I capricci del tempo, una pioggerella improvvisa a spettacolo da poco iniziato, non stravolgono i piani ma modificano le prospettive. Che, obbligati attori e spettatori a trasferirsi dalle sedie della piazza alle panche della chiesa, da aperte, come eco che si disperde nell’aria, diventano chiuse, quasi una panoramica da oratorio nell’ora del catechismo. Resta il fatto che la figura di Oscar Romero, quel suo affacciarsi deciso, dopo iniziali tentennamenti, sulle luminose arcate che furono slancio rivoluzionario della latino americana Teologia della Liberazione, non ha bisogno di pulpiti o di microfoni speciali per farsi ascoltare.

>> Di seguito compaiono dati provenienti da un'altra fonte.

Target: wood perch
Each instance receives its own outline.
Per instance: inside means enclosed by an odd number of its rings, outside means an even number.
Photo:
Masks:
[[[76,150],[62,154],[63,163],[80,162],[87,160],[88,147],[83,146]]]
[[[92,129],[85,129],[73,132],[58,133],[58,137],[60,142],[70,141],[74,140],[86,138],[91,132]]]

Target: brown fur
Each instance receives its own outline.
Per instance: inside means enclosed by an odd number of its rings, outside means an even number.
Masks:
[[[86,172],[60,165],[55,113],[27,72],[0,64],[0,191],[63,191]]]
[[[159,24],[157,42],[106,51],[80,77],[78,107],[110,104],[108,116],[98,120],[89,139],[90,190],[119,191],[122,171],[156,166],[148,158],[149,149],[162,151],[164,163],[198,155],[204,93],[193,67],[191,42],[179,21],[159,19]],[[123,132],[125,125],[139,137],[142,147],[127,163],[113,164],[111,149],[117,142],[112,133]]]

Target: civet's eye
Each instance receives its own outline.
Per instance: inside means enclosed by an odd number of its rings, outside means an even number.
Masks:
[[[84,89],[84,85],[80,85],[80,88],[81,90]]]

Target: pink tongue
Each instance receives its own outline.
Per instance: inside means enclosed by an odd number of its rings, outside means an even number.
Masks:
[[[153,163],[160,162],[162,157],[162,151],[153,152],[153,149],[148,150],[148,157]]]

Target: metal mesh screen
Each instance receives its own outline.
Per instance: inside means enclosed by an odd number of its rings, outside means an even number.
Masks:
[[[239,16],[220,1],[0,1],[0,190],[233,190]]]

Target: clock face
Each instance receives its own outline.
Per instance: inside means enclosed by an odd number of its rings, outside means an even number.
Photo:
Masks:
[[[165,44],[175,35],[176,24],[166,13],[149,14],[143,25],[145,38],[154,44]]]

La nuova ambientazione dello spettacolo, Il martirio del pastore di Samuel Rovinski, che festeggiava i 70 anni della Festa del Teatro di San Miniato, se toglieva una certa anima popolare alla storia, come nelle intenzioni del regista Maurizio Scaparro che, non a caso, una grande croce di legno sovrastante la scena, apriva l’azione sulle note di El profeta, canzone in perfetta tonalità andina simil Inti Illimani scritta dagli Yolocamba in ricordo di monsignor Romero, conferiva alla stessa una tonalità più asciutta, ecumenica, interna alle dinamiche socio economico politiche che portarono all’assassinio dell’arcivescovo di San Salvador. Era il 24 marzo 1980. Le sue omelie che invocavano la giustizia sociale, la democratizzazione dell’apparato statale, le riforme, che parlavano di libertà, dignità e diritti umani, che incitavano alla resistenza non violenta, denunciando al tempo stesso le torture, le stragi, la feroce repressione messa in atto dal governo e dall’esercito contro il popolo dei campesinos, non passarono inosservate.

Un sicario dei così detti «squadroni della morte», su mandato di Roberto D’Aubuisson, leader del partito nazionalista conservatore Arena, gli sparò un colpo mentre sull’altare alzava l’ostia per la consacrazione. Su quello sparo si chiude la vicenda umana del «prete scomodo» Oscar Romero e la parabola teatrale sbalzata, con nobile efficacia dimostrativa, da Samuel Rovinski, drammaturgo fra i più noti della scena sudamericana di oggi (morto nel 2013). Libero da obblighi agiografici, da santino crocifisso con le stimmate Antonio Salines imprime al suo Romero un tono conviviale e accorato, lucido e riflessivo, da partigiano dei più deboli, una voce che imprime coraggio e speranza, nella pienezza dell’impegno e nella certezza della «resurrezione».